October 10 African Rift Valley

Kaye Reed
Answering broader questions in human evolution: The power of collaboration
In the past, paleoanthropologists who explored eastern African sites looking for early hominins did so by assembling a group of researchers who would address different aspects of the major questions proposed at any particular site. After the results were published, other researchers may have compared more than one site to address more over-arching questions, such as chronological changes through time. Today, groups of researchers at different sites are increasingly collaborating to address bigger picture questions by planning to do so before the field research phase.

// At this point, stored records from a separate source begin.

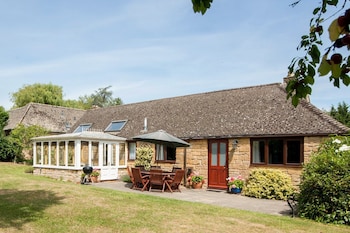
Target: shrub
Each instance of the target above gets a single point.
(144, 156)
(325, 183)
(126, 178)
(29, 170)
(268, 184)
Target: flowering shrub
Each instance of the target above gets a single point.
(325, 183)
(235, 182)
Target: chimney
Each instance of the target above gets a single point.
(289, 77)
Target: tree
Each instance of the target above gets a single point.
(325, 183)
(103, 98)
(304, 69)
(21, 137)
(4, 116)
(341, 113)
(38, 93)
(52, 94)
(7, 150)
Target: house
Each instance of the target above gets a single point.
(56, 119)
(230, 131)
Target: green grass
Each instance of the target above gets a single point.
(31, 203)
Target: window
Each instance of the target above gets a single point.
(82, 127)
(115, 126)
(287, 151)
(165, 153)
(132, 150)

How has this helped the field of paleoanthropology and how is IHO involved in this endeavor?

Ben Trumble
Chronic diseases of aging in an evolutionary context 
The US Census Bureau predicts that the number of US adults aged 85 years will double by 2060, accompanied by major increases in chronic diseases of aging. But what was aging like for most of human history? How long did we live? Have humans always been at risk of heart disease or dementia, or is there something about our lifestyle today that increases our risk? Most medical research is conducted in industrialized settings- by working with populations living traditional lifestyles, we can better understand human diversity, and better appreciate what healthy aging was like prior to sedentary urban life.

November 7 The Great Human Diaspora

Curtis Marean
The great human diaspora

New York City Lecture—November 14, 2024
Donald Johanson in Conversation with NYT Science Writer and Author Carl Zimmer

 

December 5, 2024 - Walton Center for Planetary Health (107)

Standing on the Shoulders of Lucy: New Discoveries Usher IHO's Exciting Future

Yohannes Haile-Selassie
Lucy, the iconic 3.2-million-year-old partial skeleton of Australopithecus afarensis, and one of our earliest human ancestors, has long been central to our understanding of the evolutionary lineage leading to all hominin species, including our own species Homo sapiens. However, the research sparked by her discovery has uncovered additional ancestral species, some of which are twice as old as Lucy, while others lived alongside her. What are these other contemporaneous species, and how do they affect our understanding of Lucy's place in human evolution? This talk explores these questions.